PriorityMotif ,
@PriorityMotif@lemmy.world avatar

Back in my day you had to level the bed by hand! We had to put a piece of paper between the print nozzle and the bed until the gaps were perfect. If the bed was warped, there was nothing you could do!

EmilieEvans ,

BambuLab wants to be the Apple of 3D-printing. So they simplified and decided the factory bed level with auto bed leveling/compensation is good enough for the user.

On high end printers there is just no need to level them. The factory does it and the bed won't move at all due to the excellent mechanical designs.

Everything else? They have it to level the corners of the bed and use automatic bed leveling/correction to get it perfect and adjust for build plate imperfections.
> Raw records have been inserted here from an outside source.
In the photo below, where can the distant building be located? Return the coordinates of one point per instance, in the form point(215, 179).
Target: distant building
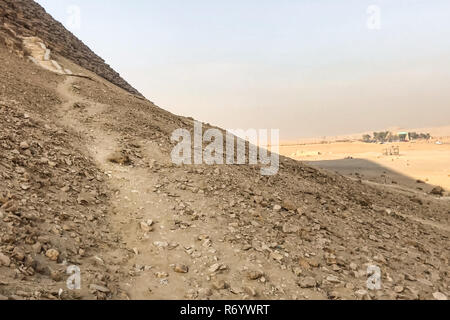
point(403, 136)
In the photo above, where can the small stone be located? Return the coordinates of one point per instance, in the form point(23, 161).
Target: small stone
point(251, 291)
point(333, 279)
point(439, 296)
point(24, 145)
point(276, 256)
point(255, 275)
point(205, 292)
point(214, 268)
point(145, 227)
point(161, 275)
point(4, 260)
point(96, 287)
point(399, 289)
point(361, 293)
point(220, 285)
point(52, 254)
point(277, 208)
point(289, 205)
point(307, 282)
point(181, 268)
point(438, 191)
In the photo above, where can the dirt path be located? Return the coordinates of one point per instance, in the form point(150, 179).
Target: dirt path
point(150, 249)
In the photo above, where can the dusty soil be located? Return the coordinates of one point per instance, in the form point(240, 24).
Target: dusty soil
point(87, 180)
point(421, 165)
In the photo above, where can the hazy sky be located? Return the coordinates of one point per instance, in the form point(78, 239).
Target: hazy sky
point(307, 67)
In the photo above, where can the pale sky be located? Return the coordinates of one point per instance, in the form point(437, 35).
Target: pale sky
point(306, 67)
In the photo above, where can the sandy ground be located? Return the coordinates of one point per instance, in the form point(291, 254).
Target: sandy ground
point(419, 160)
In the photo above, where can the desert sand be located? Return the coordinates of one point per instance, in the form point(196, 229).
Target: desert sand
point(421, 160)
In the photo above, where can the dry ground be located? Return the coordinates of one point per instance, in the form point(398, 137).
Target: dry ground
point(418, 160)
point(87, 180)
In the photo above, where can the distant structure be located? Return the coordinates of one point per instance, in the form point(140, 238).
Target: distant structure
point(403, 136)
point(392, 151)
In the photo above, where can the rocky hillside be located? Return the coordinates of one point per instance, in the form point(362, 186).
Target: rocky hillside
point(28, 18)
point(87, 181)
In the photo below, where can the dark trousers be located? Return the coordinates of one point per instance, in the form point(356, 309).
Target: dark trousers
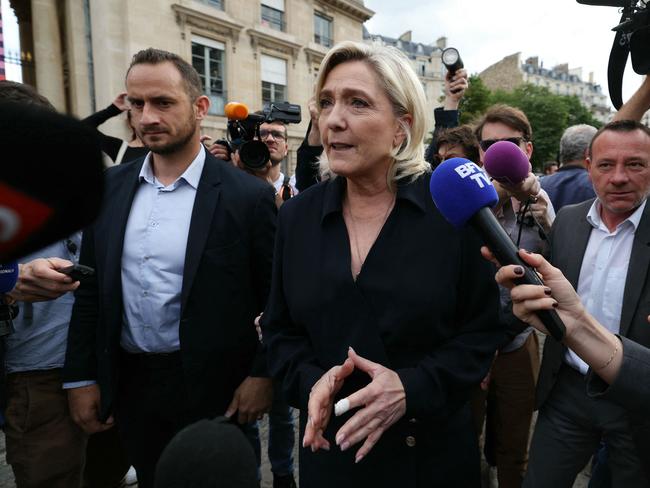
point(151, 408)
point(106, 460)
point(507, 408)
point(569, 428)
point(45, 448)
point(281, 436)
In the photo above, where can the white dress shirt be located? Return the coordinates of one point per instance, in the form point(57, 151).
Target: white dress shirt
point(604, 271)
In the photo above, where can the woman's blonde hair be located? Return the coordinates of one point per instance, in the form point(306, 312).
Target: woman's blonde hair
point(405, 92)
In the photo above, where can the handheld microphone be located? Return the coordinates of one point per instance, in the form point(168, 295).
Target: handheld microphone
point(463, 193)
point(451, 59)
point(8, 278)
point(506, 162)
point(236, 111)
point(239, 111)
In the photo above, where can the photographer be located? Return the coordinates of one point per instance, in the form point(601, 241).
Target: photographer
point(274, 136)
point(281, 426)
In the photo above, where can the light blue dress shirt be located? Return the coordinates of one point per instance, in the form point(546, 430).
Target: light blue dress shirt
point(153, 259)
point(41, 328)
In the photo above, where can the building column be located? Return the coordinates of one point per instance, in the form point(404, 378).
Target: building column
point(47, 52)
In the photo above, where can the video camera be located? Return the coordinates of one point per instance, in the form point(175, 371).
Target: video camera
point(632, 37)
point(244, 130)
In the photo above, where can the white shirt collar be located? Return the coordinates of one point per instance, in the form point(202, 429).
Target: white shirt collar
point(191, 175)
point(594, 218)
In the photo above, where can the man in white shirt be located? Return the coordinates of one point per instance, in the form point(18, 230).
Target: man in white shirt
point(602, 247)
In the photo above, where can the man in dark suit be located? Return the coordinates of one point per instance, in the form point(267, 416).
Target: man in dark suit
point(601, 246)
point(571, 184)
point(163, 334)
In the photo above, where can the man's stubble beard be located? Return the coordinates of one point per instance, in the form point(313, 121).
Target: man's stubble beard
point(176, 145)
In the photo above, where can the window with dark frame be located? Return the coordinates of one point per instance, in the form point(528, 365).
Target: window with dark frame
point(209, 61)
point(272, 18)
point(214, 3)
point(323, 30)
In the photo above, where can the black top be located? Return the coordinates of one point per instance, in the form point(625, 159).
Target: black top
point(443, 119)
point(425, 305)
point(307, 173)
point(111, 145)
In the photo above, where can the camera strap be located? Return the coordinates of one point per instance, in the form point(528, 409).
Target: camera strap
point(616, 67)
point(286, 191)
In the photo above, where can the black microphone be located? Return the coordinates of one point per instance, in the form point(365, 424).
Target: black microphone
point(463, 194)
point(51, 179)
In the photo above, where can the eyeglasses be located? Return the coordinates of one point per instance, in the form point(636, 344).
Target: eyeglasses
point(277, 135)
point(486, 143)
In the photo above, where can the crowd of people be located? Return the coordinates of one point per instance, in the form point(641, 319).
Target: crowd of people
point(222, 293)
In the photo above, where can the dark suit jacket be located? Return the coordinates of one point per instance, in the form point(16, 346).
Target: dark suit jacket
point(225, 285)
point(425, 305)
point(569, 238)
point(569, 185)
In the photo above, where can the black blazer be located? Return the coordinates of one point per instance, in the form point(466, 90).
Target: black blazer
point(225, 285)
point(425, 305)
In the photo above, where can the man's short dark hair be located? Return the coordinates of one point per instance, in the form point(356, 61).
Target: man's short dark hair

There is one system that does level the bed but doesn't need the knobs as each of the three mounting points is connected to an independent z-axis (kinematic bed): https://www.youtube.com/watch?v=bgkK7Fez8VU

nikscha ,

Good comparison with Apple (no open source anything)

navi ,

WebKit is open source 😅 so maybe Bamboo is a little worse in that regard.

claymore ,
@claymore@pawb.social avatar

WebKit is only open source because they forked KHTML to create it, which is licenced under LGPL

wjrii ,

The Bambu will have some sort of auto bed leveling. The simplest method is a limit switch connected to a small plunger style probe mounted next to the nozzle.

Whatever the specific method, the idea is something that lets the printer sample multiple points on the bed and use the Z axis dynamically to adjust for the small irregularities. If you don’t have that, even half a millimeter can ruin print quality, so the leveling screws are there to handle it manually from the bed side.